Warning signs that Lehman Brothers faced serious trouble became evident within the financial industry prior to the summer of 2007.
That assessment is based on the work of Jim Kaplan, of the company Audit Integrity, a firm that offers “forensic analysis” research.
An acceleration of receivables at Lehman beginning in summer 2006 marked the first warning sign, according to Kaplan. In February 2007, Lehman announced a repurchase of approximately one-fifth of its shares outstanding — or 100 million shares. By May 2007, key insiders had begun to dump 60 million shares, Kaplan reports.
With those warning signs evident in 2007, the $2.8 billion in Lehman “Principal Protected” Notes sold to investors in 2008 is nothing short of astounding.
To put this $2.8 billion of potentially lost principal into perspective, consider the purchasing power in the economy that it represents: $2.8 billion could pay for 14,000 homes that cost $200,000 each. It could pay for 140,000 Toyota Camrys. It could buy $100 worth of groceries for 28 million families.
Principal Protected Notes are one type of so-called structured product that brokerage firms have hawked to investors in recent years.
On its face, the name “Principal Protected Note” suggests that an investors’ principal is protected. There’s nothing vague about the name.
So it’s no wonder that investors now find themselves dumbfounded that they can’t get back the principal investment they thought was secure.

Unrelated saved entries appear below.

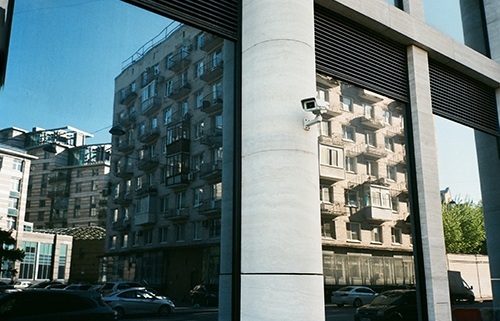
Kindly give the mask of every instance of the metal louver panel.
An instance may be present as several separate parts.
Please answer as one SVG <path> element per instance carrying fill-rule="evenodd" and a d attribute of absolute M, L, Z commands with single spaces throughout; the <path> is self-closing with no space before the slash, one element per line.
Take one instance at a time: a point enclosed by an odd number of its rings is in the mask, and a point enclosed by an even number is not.
<path fill-rule="evenodd" d="M 429 76 L 435 115 L 499 136 L 493 88 L 433 60 Z"/>
<path fill-rule="evenodd" d="M 315 8 L 316 69 L 408 101 L 406 46 L 326 9 Z"/>
<path fill-rule="evenodd" d="M 238 0 L 124 1 L 228 40 L 237 40 Z"/>

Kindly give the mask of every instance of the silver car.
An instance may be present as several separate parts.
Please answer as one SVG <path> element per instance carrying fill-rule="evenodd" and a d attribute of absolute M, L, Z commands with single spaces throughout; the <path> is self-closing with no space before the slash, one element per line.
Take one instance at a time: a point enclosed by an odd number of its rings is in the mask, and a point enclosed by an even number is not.
<path fill-rule="evenodd" d="M 175 309 L 170 299 L 156 296 L 146 288 L 130 288 L 111 293 L 102 300 L 112 307 L 117 317 L 130 314 L 158 314 L 167 316 Z"/>
<path fill-rule="evenodd" d="M 359 308 L 372 302 L 377 294 L 367 286 L 344 286 L 332 293 L 332 303 L 338 307 L 348 304 Z"/>

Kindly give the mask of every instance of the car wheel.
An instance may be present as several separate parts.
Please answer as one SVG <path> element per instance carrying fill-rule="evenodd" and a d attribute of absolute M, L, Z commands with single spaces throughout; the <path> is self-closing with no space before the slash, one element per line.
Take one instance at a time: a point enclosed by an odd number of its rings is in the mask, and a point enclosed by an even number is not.
<path fill-rule="evenodd" d="M 209 305 L 210 305 L 210 299 L 209 299 L 209 298 L 206 298 L 206 299 L 205 299 L 205 306 L 207 306 L 207 307 L 208 307 Z"/>
<path fill-rule="evenodd" d="M 391 315 L 390 319 L 391 321 L 401 321 L 403 320 L 403 316 L 399 313 L 394 313 Z"/>
<path fill-rule="evenodd" d="M 166 317 L 170 314 L 170 307 L 168 305 L 162 305 L 160 309 L 158 309 L 158 314 L 160 317 Z"/>
<path fill-rule="evenodd" d="M 470 296 L 469 299 L 467 300 L 467 302 L 469 302 L 469 304 L 473 304 L 474 303 L 474 300 L 475 298 L 473 296 Z"/>
<path fill-rule="evenodd" d="M 116 311 L 116 318 L 117 319 L 120 319 L 125 315 L 125 311 L 123 310 L 123 308 L 117 307 L 117 308 L 115 308 L 115 311 Z"/>
<path fill-rule="evenodd" d="M 341 307 L 343 307 L 343 306 L 344 306 L 344 303 L 337 303 L 337 306 L 338 306 L 339 308 L 341 308 Z"/>
<path fill-rule="evenodd" d="M 356 298 L 356 299 L 354 299 L 354 302 L 352 303 L 352 305 L 354 305 L 355 308 L 359 308 L 360 306 L 363 305 L 363 302 L 361 302 L 361 300 L 359 298 Z"/>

With Lehman insolvent, investors who want their principal back now find themselves at the back of the line in bankruptcy court as Lehman’s unsecured creditors.
UBS and others misrepresented these and other complex products to investors even though industry regulators put brokers on notice as early as 2005 to make sure that they accurately described the complexities and associated risks of structured products.
At Vernon Litigation Group, we’re investigating misconduct on the part of major brokerage firms including UBS (UBS), Merrill Lynch (MER), Barclays (BCS) and Wachovia (WB) —particularly their failed due diligence in vetting these products or ignoring or concealing the results of any due diligence they did. We’re examining misrepresentations and omissions made by these firms about the true state of affairs at Lehman and the safety and efficacy of these products and the conflicts of interests that drove brokerage firms to dump these products on their retail customers.
Our investigation has revealed that brokerage firms, particularly UBS, continued to hawk Lehman Principal Protected Notes even after the March 2008 collapse of Bear Sterns sent shock waves up and down Wall Street and raised questions about financial firms’ ability to repay their loans.
UBS, it appears, had a vested interest in propping Lehman up with Principal Protected Notes — or loans —from its retail clients: On the day that Lehman collapsed, UBS issued a statement saying it had “no more” than $300 million in Lehman holdings.
UBS retail customers who purchased Lehman Principal Protected Notes appear to be the ones paying for UBS’ conflict of interest.